Phillies’ Manager Rob Thompson Having Phillies Try Obvious Antidote for Batting Woes

After a blistering start to the season, the Philadelphia Phillies have come back down to earth, particularly offensively. They slashed .259/.331/.424 in the first half, the second half has seen a decline to .246/.307/.399.

That’s a 5.6 percent drop in OPS. Struggles with breaking balls have been one of the pronounced concerns with the Phillies, who have been game-planned against explicitly to see fewer fastballs and more breaking pitches.

Friday, the Phillies are trying a simple tweak: Using the curveball machine in batting practice. Rob Thompson told reporters Thursday that players see curveballs in the batting cages in the clubhouse daily, but the thinking is that getting curveballs from the machine out on the stadium will help build a better mental picture for how the pitch tends to break.

“They do it in the cages every day,” Rob Thomson said in an article for The Athletic by Matt Gelb. “But I think it’s more beneficial on the field because you get to see the flight of the ball.” Batters, despite the nearly full-lineup slump, have appeared unconcerned.

“I don’t think it’s a concern, it’s more weird, you know, for us. I don’t think it’s anything, you know, we’re necessarily doing wrong. We’re preparing, we’re doing all our stuff we normally do,” Trea Turner said after a 3-2 loss to the Braves Thursday.

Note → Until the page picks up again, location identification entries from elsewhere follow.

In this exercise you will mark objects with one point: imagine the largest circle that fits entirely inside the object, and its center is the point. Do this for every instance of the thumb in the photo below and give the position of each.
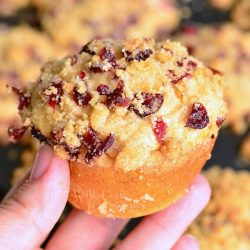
(29, 212)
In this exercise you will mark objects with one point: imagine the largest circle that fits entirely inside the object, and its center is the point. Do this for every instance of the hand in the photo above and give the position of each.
(31, 209)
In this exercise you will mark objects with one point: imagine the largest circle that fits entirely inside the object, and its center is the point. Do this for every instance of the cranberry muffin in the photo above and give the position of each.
(84, 20)
(241, 14)
(136, 119)
(226, 49)
(223, 5)
(22, 53)
(225, 222)
(9, 7)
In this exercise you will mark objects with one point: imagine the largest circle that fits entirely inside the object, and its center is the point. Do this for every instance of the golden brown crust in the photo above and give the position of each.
(110, 192)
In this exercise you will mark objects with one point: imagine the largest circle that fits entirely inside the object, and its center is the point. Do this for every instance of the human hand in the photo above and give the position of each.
(31, 209)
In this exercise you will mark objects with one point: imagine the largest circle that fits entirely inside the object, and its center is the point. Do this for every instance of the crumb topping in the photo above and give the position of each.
(115, 96)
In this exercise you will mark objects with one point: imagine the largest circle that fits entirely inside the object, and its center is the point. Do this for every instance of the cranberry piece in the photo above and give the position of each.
(191, 65)
(86, 49)
(215, 71)
(23, 98)
(190, 29)
(81, 99)
(118, 97)
(103, 89)
(151, 104)
(54, 98)
(56, 136)
(72, 152)
(15, 134)
(108, 53)
(97, 68)
(140, 56)
(90, 138)
(74, 60)
(96, 147)
(198, 118)
(175, 79)
(219, 121)
(82, 75)
(108, 142)
(160, 130)
(38, 135)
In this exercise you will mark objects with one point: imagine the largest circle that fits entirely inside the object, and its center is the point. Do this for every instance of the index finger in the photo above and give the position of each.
(163, 229)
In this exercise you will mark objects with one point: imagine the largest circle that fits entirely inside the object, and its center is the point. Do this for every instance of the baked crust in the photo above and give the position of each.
(110, 192)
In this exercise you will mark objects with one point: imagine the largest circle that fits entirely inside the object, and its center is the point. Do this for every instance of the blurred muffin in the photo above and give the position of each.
(241, 14)
(225, 222)
(245, 150)
(226, 49)
(22, 52)
(8, 7)
(73, 24)
(222, 4)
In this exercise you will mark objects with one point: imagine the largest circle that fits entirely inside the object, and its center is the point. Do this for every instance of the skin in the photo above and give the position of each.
(30, 210)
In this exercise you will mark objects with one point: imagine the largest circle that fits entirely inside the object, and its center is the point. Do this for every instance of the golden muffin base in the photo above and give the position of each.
(110, 192)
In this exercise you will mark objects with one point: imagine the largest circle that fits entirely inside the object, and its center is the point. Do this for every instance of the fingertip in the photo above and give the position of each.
(186, 242)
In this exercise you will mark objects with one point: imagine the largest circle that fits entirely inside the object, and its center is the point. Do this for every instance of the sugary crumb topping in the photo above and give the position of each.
(117, 96)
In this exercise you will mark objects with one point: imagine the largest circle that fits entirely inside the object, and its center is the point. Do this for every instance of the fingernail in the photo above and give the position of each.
(42, 162)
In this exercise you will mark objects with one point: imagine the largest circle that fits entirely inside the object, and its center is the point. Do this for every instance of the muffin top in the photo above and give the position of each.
(128, 103)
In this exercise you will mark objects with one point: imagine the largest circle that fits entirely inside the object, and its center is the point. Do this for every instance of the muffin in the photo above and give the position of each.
(241, 14)
(85, 20)
(136, 119)
(20, 62)
(9, 7)
(223, 5)
(225, 222)
(245, 150)
(226, 49)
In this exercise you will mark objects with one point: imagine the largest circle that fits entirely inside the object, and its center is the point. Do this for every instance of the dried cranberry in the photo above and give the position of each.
(72, 152)
(56, 136)
(90, 138)
(107, 53)
(118, 97)
(82, 74)
(74, 60)
(23, 98)
(160, 130)
(86, 49)
(190, 29)
(96, 147)
(140, 56)
(198, 118)
(15, 134)
(219, 121)
(54, 98)
(103, 89)
(81, 99)
(97, 68)
(215, 71)
(38, 135)
(108, 142)
(175, 78)
(150, 105)
(191, 65)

Perhaps a bit more urgency would be warranted, though. Braves starter Spencer Schwellenbach pitched 6.2 innings (three hits, two earned runs, one walk, nine strikeouts) in Thursday’s Braves win and admitted his game plan was simple: Attack with the curve. “Same scouting report.

Harper and Schwarber in the lineup this time around, but watching the last couple of games, they struggled with curveballs. … Later in the game that’s kind of what I leaned on,” H/T Gelb.

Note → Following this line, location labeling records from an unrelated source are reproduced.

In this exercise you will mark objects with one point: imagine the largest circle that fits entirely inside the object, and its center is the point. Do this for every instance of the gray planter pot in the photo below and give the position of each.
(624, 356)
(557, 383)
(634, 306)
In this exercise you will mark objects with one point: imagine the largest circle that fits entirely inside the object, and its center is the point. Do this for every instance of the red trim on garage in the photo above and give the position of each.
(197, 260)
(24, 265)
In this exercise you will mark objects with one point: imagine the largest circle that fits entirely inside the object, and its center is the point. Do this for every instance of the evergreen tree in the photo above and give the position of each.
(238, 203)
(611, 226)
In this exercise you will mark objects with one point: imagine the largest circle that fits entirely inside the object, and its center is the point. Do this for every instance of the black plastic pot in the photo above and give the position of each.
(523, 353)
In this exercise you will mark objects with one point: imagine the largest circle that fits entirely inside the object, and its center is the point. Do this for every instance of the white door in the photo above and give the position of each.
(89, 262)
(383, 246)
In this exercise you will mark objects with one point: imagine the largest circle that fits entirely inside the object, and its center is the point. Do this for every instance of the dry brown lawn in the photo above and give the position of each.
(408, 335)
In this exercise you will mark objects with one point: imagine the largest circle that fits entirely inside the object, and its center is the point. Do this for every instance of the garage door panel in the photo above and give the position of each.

Gelb’s analysis on the fastball decline is astute. Here’s a look at the last eight losses for Philadelphia and how the starting pitcher’s profile changed: With the exception of Nelson on August 9, each of the last eight losses for the Phillies featured a pitcher that either increased their curveball usage or decreased their fastball usage, or both (two did both, and Gallen doesn’t use a curveball).

It seems the scouting report has really leaked of late, with the last four losses featuring three starting pitchers that increased their curveball usage by an average of 6.2%. The curveball machine is well-timed. We’ll see how it pans out for Thompson and the Phils, who still have a 6.0 game lead over the Braves in the NL East.